Non, il n’est pas trop tard, et non, nous ne voulons pas réfléchir dès maintenant à comment nous « recycler », comment nous « réinventer », nous « reconvertir » pour nous plier à cette non-pensée aberrante de la rentabilité à tout crin. Voilà plusieurs décennies que les théories darwiniennes de l’évolution sur la sélection par la compétition ont été complétées par les observations des biologistes sur la coopération en tant qu’avantage sélectif. Il est temps de sortir de la foi aveugle en la compétition.

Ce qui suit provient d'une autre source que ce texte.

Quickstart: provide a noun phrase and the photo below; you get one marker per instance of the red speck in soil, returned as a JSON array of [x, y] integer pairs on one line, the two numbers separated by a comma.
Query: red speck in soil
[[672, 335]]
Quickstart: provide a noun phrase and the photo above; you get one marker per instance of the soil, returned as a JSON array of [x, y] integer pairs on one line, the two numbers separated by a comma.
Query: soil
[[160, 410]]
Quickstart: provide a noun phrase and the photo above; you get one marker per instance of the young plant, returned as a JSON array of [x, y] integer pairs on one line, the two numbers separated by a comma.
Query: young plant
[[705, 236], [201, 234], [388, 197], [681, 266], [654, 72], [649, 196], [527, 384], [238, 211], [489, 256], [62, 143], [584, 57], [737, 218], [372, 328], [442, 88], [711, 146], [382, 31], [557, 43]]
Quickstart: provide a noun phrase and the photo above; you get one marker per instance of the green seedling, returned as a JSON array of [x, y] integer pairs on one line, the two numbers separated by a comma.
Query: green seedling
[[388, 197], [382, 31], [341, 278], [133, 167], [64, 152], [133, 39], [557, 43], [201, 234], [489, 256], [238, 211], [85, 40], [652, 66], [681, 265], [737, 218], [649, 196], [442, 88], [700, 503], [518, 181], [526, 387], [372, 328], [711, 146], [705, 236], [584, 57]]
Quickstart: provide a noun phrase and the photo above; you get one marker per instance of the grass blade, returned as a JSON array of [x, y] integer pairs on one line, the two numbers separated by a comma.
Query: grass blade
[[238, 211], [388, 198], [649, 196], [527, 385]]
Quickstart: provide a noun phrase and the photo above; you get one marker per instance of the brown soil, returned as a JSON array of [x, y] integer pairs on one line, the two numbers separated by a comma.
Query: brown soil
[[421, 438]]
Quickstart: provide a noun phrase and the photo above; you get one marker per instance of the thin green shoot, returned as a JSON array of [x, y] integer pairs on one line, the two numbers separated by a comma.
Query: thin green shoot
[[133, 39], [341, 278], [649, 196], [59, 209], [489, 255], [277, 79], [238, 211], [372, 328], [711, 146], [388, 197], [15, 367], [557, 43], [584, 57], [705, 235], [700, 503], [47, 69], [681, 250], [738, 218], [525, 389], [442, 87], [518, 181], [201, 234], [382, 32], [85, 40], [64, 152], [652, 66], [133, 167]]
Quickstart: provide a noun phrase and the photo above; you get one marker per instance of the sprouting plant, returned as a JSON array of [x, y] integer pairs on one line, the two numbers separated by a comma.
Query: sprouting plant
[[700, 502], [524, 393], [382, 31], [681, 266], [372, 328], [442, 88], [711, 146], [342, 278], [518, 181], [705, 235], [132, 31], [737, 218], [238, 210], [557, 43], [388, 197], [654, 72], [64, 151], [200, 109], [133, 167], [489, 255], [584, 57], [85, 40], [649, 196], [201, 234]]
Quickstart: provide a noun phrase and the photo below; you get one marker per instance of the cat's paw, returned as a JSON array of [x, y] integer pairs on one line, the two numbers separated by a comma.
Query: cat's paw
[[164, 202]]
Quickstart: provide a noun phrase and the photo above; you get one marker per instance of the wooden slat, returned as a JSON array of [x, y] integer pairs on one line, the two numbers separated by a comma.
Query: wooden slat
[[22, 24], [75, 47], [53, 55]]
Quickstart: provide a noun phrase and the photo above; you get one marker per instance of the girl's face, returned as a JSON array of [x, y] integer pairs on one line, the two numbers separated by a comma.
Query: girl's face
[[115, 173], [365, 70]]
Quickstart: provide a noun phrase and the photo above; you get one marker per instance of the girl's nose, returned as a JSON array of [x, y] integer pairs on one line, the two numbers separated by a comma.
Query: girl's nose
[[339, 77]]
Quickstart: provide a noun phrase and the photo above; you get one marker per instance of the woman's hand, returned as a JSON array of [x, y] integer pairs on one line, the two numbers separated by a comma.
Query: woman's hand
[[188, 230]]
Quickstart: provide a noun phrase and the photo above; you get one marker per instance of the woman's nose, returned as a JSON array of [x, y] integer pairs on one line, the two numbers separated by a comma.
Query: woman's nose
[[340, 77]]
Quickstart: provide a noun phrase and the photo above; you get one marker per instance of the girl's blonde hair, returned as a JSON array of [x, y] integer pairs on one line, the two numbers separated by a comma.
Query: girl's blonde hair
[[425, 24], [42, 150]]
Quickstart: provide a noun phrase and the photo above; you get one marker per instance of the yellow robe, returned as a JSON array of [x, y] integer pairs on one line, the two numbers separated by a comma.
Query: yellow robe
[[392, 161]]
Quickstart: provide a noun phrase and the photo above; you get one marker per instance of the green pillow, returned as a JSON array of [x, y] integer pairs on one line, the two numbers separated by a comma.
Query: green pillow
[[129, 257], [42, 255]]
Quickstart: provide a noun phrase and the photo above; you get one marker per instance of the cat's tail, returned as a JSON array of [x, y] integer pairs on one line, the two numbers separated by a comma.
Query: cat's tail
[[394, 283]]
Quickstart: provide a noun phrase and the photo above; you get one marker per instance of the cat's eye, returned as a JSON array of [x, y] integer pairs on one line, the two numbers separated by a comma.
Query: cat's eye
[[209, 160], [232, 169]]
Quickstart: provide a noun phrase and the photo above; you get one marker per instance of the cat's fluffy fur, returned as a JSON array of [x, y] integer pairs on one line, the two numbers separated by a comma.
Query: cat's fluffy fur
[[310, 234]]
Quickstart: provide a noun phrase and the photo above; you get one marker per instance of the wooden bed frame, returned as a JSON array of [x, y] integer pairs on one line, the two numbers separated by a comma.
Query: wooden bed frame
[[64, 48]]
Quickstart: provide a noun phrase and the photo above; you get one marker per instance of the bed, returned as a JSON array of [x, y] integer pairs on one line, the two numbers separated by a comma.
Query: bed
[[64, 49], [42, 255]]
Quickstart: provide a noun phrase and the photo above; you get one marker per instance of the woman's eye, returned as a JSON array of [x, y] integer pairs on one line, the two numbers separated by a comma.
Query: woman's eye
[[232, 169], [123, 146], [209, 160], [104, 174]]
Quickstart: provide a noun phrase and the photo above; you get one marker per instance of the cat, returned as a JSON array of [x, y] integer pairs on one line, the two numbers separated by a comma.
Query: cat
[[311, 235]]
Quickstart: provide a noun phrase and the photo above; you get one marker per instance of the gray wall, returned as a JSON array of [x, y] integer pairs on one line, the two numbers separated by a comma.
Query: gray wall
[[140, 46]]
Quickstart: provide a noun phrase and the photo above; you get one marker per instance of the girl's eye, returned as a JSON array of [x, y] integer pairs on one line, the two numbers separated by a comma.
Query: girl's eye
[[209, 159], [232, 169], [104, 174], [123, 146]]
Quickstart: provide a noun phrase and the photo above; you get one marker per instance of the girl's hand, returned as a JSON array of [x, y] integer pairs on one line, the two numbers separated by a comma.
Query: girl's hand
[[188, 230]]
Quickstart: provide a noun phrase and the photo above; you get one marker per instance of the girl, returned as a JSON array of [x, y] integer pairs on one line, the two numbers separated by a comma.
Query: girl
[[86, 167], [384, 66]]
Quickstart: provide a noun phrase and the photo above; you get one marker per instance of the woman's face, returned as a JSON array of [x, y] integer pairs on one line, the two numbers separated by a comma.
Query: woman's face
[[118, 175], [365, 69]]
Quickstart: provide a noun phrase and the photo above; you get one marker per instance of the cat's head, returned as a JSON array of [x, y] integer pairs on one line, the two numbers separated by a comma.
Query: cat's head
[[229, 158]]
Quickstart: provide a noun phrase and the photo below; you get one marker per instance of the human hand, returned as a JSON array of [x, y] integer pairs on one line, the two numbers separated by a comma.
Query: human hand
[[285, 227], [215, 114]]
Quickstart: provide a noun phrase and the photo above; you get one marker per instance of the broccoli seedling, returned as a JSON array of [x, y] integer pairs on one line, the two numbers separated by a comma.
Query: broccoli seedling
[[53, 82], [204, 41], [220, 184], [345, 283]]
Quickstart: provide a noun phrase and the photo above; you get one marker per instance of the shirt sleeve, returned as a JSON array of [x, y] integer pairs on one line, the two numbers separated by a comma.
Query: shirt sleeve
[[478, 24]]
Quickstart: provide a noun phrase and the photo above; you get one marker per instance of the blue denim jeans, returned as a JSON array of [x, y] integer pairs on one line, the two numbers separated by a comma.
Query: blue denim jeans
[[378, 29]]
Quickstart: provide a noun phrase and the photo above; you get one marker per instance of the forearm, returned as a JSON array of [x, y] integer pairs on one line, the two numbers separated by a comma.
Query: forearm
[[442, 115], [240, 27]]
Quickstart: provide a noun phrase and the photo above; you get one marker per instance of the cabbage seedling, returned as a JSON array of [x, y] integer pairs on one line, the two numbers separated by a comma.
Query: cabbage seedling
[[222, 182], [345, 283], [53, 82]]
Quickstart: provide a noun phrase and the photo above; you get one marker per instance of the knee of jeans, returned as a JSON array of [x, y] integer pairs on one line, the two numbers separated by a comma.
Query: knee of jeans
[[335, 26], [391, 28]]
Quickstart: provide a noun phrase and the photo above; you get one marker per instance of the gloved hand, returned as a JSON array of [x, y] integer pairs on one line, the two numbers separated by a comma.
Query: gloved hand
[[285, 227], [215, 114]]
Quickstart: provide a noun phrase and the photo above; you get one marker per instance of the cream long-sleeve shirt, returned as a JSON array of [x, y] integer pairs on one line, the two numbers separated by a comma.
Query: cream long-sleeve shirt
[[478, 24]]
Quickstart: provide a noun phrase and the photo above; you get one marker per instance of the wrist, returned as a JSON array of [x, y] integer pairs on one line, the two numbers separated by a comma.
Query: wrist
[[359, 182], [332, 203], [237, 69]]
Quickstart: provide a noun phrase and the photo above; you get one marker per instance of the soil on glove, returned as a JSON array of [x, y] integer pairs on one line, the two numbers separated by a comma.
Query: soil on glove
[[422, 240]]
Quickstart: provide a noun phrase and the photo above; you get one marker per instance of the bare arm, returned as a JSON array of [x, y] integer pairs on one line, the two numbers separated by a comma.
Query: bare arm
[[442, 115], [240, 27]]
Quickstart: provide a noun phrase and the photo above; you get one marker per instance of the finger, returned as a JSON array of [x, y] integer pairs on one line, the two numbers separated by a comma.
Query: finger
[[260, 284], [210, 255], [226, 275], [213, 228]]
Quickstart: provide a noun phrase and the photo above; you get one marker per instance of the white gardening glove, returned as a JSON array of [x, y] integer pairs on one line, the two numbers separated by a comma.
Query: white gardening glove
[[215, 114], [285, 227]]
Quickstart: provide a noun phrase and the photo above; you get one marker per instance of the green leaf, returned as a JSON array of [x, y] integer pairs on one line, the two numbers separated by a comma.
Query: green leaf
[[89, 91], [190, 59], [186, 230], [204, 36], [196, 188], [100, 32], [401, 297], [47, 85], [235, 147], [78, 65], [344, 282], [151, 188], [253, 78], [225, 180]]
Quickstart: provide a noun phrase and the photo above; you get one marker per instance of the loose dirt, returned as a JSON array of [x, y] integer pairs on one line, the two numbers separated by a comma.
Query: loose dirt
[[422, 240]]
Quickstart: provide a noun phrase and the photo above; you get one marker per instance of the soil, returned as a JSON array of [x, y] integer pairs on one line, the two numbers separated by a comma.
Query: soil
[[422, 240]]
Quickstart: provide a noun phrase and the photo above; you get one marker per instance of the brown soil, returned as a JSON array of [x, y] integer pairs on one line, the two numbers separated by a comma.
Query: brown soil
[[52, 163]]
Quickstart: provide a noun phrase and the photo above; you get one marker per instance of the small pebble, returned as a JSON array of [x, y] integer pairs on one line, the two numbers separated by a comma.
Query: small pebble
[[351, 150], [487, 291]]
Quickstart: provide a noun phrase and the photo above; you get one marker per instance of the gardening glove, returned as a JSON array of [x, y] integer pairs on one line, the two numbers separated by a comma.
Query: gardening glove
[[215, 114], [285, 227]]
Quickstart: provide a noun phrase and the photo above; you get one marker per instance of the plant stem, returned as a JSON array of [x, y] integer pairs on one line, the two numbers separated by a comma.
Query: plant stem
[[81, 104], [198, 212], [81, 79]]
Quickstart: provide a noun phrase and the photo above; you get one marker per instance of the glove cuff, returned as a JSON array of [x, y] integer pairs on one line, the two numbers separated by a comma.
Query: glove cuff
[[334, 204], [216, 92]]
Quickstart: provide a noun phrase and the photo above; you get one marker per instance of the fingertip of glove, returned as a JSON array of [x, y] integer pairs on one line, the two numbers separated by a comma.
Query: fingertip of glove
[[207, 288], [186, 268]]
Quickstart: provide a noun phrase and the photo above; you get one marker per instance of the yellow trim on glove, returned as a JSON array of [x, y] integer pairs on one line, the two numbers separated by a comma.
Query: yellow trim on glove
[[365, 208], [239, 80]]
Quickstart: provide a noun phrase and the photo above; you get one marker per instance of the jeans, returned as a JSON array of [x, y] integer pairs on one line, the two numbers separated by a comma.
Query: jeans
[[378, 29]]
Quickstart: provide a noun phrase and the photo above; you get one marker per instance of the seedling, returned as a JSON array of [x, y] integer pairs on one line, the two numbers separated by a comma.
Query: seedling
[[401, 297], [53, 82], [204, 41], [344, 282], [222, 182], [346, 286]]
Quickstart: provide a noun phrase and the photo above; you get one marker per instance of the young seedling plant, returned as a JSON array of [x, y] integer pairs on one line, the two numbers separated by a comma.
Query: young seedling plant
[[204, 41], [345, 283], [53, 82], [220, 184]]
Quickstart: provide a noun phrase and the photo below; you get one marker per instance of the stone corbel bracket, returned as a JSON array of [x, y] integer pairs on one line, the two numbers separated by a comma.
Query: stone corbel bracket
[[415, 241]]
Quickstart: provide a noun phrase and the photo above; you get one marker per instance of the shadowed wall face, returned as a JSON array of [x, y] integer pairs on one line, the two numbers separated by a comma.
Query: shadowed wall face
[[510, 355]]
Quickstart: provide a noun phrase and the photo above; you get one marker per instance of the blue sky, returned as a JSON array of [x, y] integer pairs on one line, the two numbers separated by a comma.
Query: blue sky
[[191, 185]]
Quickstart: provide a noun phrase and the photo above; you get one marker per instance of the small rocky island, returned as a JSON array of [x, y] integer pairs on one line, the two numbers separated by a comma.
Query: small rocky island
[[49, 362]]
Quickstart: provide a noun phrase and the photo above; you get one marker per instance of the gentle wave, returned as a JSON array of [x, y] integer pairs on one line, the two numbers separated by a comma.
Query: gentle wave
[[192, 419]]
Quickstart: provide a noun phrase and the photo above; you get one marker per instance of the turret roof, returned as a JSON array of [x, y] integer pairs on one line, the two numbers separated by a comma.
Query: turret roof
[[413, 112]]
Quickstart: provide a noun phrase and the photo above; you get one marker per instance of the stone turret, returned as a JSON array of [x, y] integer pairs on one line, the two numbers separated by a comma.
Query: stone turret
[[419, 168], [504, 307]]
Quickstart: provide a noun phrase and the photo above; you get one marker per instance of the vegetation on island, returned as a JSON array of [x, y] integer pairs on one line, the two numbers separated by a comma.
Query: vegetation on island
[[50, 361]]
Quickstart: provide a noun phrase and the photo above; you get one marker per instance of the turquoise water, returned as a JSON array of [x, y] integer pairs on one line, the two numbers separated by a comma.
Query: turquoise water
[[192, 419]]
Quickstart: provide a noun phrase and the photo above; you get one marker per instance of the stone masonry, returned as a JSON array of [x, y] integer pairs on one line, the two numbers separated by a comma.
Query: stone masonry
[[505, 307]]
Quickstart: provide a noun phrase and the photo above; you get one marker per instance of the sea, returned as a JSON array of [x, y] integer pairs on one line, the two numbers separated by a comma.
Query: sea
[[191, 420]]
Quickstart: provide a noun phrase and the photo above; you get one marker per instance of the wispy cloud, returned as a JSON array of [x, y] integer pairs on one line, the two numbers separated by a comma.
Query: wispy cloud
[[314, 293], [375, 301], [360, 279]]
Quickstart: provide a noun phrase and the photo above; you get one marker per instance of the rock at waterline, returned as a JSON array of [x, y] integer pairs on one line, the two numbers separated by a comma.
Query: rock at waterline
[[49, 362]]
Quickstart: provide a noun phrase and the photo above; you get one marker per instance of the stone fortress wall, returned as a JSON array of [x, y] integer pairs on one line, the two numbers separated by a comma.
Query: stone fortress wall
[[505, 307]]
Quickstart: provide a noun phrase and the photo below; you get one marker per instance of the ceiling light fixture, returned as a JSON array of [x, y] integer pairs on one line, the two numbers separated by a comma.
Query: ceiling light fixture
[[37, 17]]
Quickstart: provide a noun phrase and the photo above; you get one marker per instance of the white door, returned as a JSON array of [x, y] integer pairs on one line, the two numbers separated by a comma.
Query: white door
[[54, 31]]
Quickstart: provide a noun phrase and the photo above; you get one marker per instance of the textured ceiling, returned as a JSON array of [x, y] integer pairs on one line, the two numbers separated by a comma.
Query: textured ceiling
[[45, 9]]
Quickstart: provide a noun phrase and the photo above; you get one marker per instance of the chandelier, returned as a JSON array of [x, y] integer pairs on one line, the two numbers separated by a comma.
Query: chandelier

Nous refusons que cette technologie soit considérée comme de la traduction, car au contraire de la traduction, cette technologie lisse les textes, les voix et les pensées. Elle sabote la créativité nécessaire à l’épanouissement humain. Concrètement, utiliser ces logiciels à des fins professionnelles, c’est prendre le risque de nourrir et travailler gratuitement pour des multinationales et des licornes sans aucun scrupule éthique.

Nous refusons le diktat de l’uniformisation linguistique : non, une bonne traduction effectuée par une bonne traductrice ou un bon traducteur n’a pas à être invisible pour être jugée bonne ; elle doit vivre, respirer, reconstruire en soi tout ce monde qu’est le texte original, faire avec le différent, et le revendiquer.

Nous exigeons que les textes pré-traduits automatiquement soient mentionnés comme tels et une transparence totale quant à ces pratiques déjà en vigueur dans l’édition ».